Ich denke ich werde die Danger Den nehmen... bis jetzt habe ich nur positives darüber gehört!
Aber mir gefällt die geringe Baugröße bzw die Einbaumöglichkeit der XSPC Single5,25 aber ich fragfe mich, ob es mit der Pumpenleistung nicht schwierig wird, wenn ich Spiele...


----------



## ov3rclock3d92 (2. November 2008)

*AW: Welche Pumpe für meine Wasserkühlung?*

Solange du keinen Düsenkühler hast kannst du eine Pumpe ala Eheim 1046 für die meisten Kreisläufe (also jetzt nicht direkt mit Mora oder so...) nehmen.
Die Kühlleistung skaliert in den meisten Fällen kaum mti der Pumpenleistung. Ich denke wenn du nicht so viel Schnickschnack willst solltest du einfach die Eheim 1046 nehmen. Die ist günstig und extrem leise.

MfG Julian


----------



## ein1Stein (3. November 2008)

*AW: Welche Pumpe für meine Wasserkühlung?*

Also ich kenne mich wirklich nicht sonderlich aus auf dem Pumpen Markt. Was soll ich denn nun nehmen???


Positiv erwähnt wurden bisher:

Aquastream XT Ultra, 
XSPC X20 400 Pumpstation 12V - A-C-Shop,
XSPC Pumpstation,
 XSPC 400,
Danger Den 
Eheim 1046....

Oder gibt es darüber keine "einheitliche" Meinung??


----------



## Dr.House (3. November 2008)

*AW: Welche Pumpe für meine Wasserkühlung?*

Die Laing ist klein,leise und hat viel Power für jeden Kreislauf !

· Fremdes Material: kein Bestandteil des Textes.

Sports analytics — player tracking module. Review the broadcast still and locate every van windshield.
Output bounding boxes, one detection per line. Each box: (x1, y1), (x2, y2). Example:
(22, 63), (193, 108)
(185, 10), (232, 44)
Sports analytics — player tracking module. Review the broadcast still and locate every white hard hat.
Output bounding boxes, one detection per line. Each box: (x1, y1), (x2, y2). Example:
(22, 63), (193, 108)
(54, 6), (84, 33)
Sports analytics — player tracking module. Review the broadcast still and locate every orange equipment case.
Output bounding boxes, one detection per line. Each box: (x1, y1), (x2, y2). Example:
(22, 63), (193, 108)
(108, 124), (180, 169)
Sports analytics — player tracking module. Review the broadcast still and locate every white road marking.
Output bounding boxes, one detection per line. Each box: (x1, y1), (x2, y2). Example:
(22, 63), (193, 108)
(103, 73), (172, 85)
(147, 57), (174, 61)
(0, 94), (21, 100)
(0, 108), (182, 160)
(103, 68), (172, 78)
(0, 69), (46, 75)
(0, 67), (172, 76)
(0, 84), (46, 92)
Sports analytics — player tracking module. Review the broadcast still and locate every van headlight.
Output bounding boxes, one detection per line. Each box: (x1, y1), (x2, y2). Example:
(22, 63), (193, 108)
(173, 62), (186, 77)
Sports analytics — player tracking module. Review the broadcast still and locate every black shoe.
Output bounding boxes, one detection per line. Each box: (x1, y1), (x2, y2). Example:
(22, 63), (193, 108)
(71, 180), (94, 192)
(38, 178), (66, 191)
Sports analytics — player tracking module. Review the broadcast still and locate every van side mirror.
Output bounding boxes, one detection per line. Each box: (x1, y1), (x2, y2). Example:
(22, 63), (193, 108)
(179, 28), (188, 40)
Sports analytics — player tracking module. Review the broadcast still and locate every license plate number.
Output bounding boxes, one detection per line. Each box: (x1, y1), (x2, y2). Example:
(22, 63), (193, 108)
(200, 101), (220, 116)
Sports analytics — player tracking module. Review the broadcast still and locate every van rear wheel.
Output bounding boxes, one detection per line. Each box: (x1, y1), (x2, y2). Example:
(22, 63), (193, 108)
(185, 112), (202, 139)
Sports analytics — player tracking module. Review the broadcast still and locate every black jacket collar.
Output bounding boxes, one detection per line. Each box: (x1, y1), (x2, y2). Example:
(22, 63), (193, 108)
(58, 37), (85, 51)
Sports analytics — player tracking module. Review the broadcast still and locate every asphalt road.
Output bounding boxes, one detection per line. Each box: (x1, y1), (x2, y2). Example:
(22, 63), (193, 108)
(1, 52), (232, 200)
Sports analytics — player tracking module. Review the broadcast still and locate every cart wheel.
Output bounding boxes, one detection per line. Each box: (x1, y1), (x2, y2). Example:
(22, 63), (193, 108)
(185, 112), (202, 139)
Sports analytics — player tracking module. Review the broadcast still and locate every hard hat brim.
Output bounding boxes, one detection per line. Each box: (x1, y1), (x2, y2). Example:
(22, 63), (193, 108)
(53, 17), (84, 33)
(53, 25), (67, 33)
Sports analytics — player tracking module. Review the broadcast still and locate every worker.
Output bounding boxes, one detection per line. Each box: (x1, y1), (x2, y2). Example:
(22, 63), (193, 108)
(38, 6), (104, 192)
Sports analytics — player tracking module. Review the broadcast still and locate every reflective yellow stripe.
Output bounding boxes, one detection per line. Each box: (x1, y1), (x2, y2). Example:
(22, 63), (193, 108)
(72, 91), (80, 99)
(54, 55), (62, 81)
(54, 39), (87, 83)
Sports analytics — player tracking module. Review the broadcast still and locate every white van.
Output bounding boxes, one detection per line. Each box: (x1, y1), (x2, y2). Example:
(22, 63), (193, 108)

Ich habe den Kauf nie bereut .


----------



## GoZoU (3. November 2008)

*AW: Welche Pumpe für meine Wasserkühlung?*

Vielleicht hilft dir das ja etwas weiter Klick 

Mein Favorit ist und bleibt die Aquastream XT. Die hat genügend Leistung und bietet eine Menge Features. Solltest du nicht alle brauchen, dann kannst auch nur zur "Standard"-Version greifen. Die bietet im Gegensatz zu den anderen Pumpen wie Laing und Co. einen Entlüftungsmodus und ist über die Aquasuite voll regelbar.

MfG
GoZoU


----------



## ein1Stein (5. November 2008)

*AW: Welche Pumpe für meine Wasserkühlung?*

vielen dank für eure antworten. ich werde wohl die eheim 1046 nehmen...


----------



## sebbo (10. November 2008)

*AW: Welche Pumpe für meine Wasserkühlung?*

Hallo zusammen!
Ich bin auch mehr oder weniger neu im WaKü-Bereich, und habe bis jetzt folgende Komponenten:

Alphacool Station 600,
2x120 Radiator
1x Opel Escort Auto-Radiator
Nexxxos XP Bold

Diese Komponenten Kühlen meinen Q6600 @ 3,6Ghz wunderbar. Die Kühlleistung ist sogar so gut, das ich alle Lüfter abstellen kann. Dies führt allerdings dazu, dass man die Wasserpumpe jetzt hört. Ehrlich gesagt hat man sie auch schon vorher gehört, weil das kleine Ding schon recht stark vibriert.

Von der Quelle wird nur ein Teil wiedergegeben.